Los Gatos Weekly-Times

Combat boots complete a fashion ensemble

By Mary Ann Cook

If you take a close look at female attire over the past 50 years, you can see it's the difference between black and white--the white of virginity versus the black of grunge. Today all you need is jeans, a T-shirt and a man's flannel shirt to dress for school. The wearers all look alike, no change for gender or status. Looks like we are becoming unisex, at least in high school hallways. But on the brighter side, what's the dominant fashion message here? Ease. Easy on the budget, easy on the body. Today's fashion statement is a leveling one, admits no hierarchy--it's very sameness says it's working class, homogeneous, insistently lower-case democratic.

Jeans are the only common denominator of the half-century, the rear-guard action that covers three generations. Ours were rolled to flood heights and baggy. We wore them only in proscribed situations, like cleaning out the attic, where no one who mattered could see you. No elastic in the wearing those days. T-shirts were for old men like fathers, who could have been as old as 37.

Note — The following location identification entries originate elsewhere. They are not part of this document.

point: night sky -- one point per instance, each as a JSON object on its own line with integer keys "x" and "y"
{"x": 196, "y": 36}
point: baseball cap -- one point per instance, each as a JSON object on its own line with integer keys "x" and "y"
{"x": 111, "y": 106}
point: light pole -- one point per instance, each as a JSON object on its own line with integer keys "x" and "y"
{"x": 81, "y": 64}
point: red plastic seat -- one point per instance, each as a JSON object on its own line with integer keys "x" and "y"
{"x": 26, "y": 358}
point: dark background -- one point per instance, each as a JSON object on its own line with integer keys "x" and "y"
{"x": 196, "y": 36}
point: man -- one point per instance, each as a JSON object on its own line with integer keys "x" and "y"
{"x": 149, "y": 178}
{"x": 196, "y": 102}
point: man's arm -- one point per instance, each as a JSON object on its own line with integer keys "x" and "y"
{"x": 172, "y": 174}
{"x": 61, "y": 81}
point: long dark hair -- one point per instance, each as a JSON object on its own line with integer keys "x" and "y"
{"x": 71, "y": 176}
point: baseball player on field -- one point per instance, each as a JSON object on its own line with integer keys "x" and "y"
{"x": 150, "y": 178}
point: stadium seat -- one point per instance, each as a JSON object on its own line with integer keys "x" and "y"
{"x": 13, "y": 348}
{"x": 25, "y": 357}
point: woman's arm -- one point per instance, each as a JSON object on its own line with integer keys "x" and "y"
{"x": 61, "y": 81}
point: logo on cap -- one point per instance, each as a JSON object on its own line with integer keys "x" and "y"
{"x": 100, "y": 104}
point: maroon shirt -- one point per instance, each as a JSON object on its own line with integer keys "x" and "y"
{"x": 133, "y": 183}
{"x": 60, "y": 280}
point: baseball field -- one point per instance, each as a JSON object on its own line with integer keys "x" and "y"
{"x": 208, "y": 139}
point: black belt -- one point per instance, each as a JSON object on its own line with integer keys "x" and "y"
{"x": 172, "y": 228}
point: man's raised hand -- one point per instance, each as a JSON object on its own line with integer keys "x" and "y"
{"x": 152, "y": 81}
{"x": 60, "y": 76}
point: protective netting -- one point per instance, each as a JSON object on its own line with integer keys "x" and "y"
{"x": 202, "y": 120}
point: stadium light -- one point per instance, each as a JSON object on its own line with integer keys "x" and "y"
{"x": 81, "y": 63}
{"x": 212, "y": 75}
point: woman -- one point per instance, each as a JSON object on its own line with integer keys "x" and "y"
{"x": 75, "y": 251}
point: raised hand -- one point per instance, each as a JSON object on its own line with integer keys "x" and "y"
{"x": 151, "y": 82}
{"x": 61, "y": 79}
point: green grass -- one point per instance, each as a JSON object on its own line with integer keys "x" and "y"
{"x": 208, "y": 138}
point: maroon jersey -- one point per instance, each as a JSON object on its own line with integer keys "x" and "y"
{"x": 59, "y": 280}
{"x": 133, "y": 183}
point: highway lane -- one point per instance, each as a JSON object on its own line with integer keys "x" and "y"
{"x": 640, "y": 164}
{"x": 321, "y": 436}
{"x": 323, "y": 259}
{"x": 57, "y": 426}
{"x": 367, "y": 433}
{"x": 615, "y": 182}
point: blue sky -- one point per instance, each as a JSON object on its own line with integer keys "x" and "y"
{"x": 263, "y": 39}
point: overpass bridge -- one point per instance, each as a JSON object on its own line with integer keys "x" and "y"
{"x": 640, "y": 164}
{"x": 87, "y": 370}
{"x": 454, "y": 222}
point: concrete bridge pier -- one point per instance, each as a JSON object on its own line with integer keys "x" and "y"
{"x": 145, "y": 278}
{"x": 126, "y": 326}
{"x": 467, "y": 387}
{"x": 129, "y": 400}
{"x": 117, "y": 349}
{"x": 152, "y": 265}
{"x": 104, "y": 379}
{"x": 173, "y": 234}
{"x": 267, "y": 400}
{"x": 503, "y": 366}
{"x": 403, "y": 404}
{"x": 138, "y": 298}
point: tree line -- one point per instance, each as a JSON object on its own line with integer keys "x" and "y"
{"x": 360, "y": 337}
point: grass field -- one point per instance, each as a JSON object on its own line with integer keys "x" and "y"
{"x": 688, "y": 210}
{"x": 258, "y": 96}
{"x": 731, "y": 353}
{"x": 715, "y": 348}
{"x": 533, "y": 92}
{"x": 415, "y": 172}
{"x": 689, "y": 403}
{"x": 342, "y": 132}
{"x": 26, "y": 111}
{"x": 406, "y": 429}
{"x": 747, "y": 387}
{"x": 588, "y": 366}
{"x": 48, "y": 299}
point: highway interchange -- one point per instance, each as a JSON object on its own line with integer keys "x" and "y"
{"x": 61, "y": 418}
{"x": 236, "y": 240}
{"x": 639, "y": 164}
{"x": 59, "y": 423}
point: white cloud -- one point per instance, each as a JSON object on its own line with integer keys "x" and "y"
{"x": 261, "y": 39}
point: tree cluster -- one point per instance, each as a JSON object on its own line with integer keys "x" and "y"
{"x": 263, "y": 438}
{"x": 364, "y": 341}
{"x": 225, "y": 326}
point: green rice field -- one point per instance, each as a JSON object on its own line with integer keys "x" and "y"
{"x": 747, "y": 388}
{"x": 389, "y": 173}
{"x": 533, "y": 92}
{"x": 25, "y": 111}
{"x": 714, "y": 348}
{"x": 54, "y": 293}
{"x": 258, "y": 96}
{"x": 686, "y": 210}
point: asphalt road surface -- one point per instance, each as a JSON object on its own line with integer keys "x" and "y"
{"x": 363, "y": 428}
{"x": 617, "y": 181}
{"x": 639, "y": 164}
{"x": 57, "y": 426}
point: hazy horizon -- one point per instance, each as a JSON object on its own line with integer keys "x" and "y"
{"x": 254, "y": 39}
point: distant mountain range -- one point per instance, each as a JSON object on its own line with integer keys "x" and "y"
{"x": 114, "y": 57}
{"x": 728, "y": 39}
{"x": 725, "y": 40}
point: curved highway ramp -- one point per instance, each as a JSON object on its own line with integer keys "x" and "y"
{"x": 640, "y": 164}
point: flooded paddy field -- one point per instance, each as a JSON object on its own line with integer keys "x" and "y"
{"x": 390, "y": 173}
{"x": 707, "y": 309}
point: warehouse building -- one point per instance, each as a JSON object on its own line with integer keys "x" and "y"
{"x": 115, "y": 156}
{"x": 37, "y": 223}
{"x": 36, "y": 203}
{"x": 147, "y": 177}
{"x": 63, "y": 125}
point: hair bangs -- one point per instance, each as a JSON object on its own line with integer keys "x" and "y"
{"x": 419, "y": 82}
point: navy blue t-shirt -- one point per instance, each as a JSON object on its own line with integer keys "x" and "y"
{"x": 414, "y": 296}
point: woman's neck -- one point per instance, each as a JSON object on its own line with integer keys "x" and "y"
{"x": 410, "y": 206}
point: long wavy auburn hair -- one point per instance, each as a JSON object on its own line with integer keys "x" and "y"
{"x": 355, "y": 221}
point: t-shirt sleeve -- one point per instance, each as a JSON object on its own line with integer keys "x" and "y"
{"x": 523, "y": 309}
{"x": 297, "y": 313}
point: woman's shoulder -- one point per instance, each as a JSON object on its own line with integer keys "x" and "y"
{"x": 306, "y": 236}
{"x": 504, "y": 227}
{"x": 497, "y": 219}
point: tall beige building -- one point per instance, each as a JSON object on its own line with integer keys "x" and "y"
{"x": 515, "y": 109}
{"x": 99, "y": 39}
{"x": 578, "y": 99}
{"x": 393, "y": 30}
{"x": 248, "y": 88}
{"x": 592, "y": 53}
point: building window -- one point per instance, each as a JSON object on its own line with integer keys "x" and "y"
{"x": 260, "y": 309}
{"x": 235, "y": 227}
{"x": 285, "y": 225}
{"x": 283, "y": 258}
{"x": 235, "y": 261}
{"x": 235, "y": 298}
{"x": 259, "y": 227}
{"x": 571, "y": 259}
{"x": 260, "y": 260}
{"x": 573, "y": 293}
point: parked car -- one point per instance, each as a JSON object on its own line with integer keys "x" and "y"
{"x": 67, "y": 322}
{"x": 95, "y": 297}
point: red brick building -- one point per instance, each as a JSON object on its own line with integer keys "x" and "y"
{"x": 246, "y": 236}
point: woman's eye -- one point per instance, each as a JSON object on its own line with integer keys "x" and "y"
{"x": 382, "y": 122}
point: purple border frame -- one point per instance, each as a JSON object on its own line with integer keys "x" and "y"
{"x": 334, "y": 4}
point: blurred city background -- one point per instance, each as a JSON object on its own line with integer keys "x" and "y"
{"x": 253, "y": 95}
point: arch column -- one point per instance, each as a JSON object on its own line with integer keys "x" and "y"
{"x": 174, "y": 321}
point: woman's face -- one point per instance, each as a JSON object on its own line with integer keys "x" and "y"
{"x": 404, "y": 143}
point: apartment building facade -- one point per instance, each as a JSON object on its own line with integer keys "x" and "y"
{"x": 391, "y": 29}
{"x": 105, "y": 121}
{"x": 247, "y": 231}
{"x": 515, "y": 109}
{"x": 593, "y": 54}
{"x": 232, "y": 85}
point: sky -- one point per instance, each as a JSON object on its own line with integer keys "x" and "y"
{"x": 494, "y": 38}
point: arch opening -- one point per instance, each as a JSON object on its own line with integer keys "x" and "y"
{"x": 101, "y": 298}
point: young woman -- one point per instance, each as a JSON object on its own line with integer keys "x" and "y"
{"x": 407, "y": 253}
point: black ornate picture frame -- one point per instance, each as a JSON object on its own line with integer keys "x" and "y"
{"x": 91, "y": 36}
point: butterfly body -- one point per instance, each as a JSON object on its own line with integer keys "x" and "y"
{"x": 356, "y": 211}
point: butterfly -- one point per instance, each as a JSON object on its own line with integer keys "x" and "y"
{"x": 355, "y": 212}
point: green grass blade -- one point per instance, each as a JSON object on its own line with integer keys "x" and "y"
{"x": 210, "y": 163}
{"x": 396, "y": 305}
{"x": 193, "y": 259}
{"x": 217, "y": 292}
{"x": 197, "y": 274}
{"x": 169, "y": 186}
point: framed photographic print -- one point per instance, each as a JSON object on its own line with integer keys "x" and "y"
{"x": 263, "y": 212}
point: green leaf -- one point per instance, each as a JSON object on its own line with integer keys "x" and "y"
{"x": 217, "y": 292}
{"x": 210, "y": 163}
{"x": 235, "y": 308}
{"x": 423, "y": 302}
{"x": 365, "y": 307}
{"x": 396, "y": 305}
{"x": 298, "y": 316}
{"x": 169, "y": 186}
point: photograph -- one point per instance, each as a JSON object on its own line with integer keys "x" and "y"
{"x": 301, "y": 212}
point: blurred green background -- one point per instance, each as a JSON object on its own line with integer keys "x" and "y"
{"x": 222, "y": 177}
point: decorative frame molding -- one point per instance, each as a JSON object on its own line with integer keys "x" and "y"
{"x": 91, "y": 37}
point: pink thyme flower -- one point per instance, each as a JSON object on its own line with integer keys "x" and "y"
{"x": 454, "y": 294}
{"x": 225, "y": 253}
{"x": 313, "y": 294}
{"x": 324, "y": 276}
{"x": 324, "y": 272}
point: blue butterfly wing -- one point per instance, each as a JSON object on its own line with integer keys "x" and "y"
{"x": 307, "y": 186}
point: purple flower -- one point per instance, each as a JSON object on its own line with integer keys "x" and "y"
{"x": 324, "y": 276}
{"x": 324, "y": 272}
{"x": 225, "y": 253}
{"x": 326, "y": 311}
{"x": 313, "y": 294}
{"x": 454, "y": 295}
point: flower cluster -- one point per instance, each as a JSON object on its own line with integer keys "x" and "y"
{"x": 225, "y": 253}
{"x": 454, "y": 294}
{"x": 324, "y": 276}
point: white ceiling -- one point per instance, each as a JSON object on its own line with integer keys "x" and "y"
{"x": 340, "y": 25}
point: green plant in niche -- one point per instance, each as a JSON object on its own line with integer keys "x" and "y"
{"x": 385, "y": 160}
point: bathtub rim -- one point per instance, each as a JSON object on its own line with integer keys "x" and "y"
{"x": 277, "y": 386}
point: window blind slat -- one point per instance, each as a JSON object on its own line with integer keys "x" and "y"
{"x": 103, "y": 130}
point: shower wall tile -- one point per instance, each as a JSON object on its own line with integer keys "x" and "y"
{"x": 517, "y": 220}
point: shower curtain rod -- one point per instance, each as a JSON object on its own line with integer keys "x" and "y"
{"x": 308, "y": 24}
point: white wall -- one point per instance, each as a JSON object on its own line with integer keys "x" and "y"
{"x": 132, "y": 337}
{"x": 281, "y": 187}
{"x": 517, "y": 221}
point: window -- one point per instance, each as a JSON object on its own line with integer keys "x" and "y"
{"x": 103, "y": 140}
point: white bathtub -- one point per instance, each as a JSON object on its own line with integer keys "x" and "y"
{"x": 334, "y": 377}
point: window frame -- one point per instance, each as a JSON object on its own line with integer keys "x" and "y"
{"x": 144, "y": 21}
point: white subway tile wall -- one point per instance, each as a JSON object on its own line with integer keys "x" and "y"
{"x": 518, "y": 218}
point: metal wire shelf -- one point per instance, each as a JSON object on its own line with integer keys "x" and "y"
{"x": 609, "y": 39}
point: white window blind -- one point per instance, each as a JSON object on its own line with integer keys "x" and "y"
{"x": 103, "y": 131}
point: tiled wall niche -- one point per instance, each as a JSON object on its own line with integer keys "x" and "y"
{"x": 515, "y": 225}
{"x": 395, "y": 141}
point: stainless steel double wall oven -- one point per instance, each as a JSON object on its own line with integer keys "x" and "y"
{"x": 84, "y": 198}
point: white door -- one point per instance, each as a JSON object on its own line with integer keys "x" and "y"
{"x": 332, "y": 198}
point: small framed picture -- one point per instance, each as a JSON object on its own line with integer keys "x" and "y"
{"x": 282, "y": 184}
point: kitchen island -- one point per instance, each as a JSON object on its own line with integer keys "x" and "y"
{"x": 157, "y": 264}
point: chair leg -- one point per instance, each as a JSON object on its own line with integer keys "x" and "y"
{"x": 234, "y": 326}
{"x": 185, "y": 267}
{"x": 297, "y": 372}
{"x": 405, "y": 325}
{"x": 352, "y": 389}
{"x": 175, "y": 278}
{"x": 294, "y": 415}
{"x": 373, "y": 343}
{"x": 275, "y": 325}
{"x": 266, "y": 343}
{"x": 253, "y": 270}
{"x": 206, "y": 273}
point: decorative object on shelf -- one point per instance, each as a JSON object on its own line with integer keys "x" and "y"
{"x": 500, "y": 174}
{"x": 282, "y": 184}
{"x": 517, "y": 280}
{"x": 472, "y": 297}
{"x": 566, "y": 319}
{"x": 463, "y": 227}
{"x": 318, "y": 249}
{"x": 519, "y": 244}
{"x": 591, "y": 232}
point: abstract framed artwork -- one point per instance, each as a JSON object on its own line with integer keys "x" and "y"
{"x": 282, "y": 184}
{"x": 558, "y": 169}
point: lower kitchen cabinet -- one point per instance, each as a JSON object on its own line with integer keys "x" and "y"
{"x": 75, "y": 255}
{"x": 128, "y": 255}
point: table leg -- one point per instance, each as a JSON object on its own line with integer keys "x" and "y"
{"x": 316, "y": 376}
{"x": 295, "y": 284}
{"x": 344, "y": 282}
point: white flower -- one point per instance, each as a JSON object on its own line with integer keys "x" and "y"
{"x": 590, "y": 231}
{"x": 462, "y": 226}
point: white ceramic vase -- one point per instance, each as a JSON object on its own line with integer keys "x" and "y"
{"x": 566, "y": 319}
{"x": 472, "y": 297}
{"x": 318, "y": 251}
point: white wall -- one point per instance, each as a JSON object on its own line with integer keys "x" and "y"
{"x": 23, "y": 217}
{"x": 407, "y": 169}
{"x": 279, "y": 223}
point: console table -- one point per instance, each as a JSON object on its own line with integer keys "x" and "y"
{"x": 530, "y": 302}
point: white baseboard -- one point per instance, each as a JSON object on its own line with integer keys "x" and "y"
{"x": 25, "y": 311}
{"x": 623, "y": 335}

Today's teen wears the same thing no matter what the occasion. How codified and uptight the '40s look in contrast. We had different costumes for different destinations. Many things compulsory then are artifacts now. Gloves, for one: white gloves, puh-lease. You didn't take on the larger world without them. You didn't put on sheer hosiery without 'em. Silk stockings and all their accouterments constituted a whole panoply of gadgetry: girdles, garter belts and seams that needed continual adjustment. Today's replacement for all that reposits in one word: pantyhose. And crinolines were omnipresent, stiff underpinnings to keep dresses crisp, with inclinations of their own. They're still around for formals, but we wore them all the time come summer, looking like a teenaged Jackie Kennedy before there was a Jackie Kennedy.

How did we ever sit down in crinolines? How was there room for anyone beside you? You couldn't get close to each other. At least not without a tell-tale crunching sound. As though someone, a younger brother, perhaps, were eating cereal directly underfoot. Wearing a crinoline was like having a chaperone without the extra body. No wonder that era is thought to have been less promiscuous than succeeding ones. Crinolines were our equivalent to The Pill.

And consider hats. Today's hats are one-stop-fits all, worn anywhere, anytime. Cocky, rakish things with a flower smack in the middle of the front. Those are fun. Our hats were a serious affair: a necessity for being dressed up. Finding the right hat for each season, each outing, each outfit, called for some serious trekking, serious decision making. Those hats were work.

Did I fail to mention dickeys? Dickeys were detachable collars, faux underblouses. You were forbidden to wear a pullover sweater without a dicky underneath. To go forth undickied was so gross it was akin to going naked.


It may have been a federal offense. Dickies had to be white, with rounded corners. They couldn't be pointed. Only girls who were good at math, or hopelessly out of step in some other way wore pointed dickeys. Colored? Good grief, no. Have you no fashion sense at all, despite my guidelines? The very vision of a colored dickey makes my flesh crawl, even today.

Then there was the delicate matter of starch. Dickeys couldn't be starched too much or they would scratch and make their own decisions about how to encircle your neck. Or too little and they wouldn't respond at all to the ultimate goal of perky. Perky was the unspoken code of the day. The only difference in dickies you were allowed to embrace (by your own stiff dickey standards) was lace. Yes, if you were brave enough to cross the rigid dickey line, you could admit the froth of lace. Its wearing signaled that you were going some place significant after school and was not to be taken lightly.

The structure is appalling, all those unwritten rules that governed dress, and by extension, behavior. When something as insignificant as a collar is that codified, it's a wonder that any social change gets accomplished anytime--that women ever got to vote, for instance. They must have been wearing the right dickey that day.

Still, not wearing the right dickey wasn't the most gauche thing you could do. The worst, most hideous combination imaginable was ankle socks with high heels. Nothing, absolutely nothing, could compete in horror with that vile vision. Well, what comes down the Parisian runways these days? Of course, lacy anklets with high-heeled shoes. All you have to do to see your worst fashion nightmare catapulted to a dream is to live long enough.

Then, the most insulting thing to say to anyone was, "Your mother wears combat boots." Now, combat boots are de rigueur on high school and college campuses, sought after, for heaven's sake. They may be called hiking boots, but the net effect is the same.

Today, delicate-looking young women wear delicate-looking rayon dresses with small prints, evocative of the '30s, called baby-doll dresses. So far, so feminine. But make your way down the baby doll herself and you find that this ultra-femme look has been completed with the guerrilla look of clunky clodhoppers.

How not-of-a-piece can you get? No wonder life for a teen is so complex and contradictory. Just look at the costuming.

This article appeared in the Los Gatos Weekly-Times, July 31, 1996.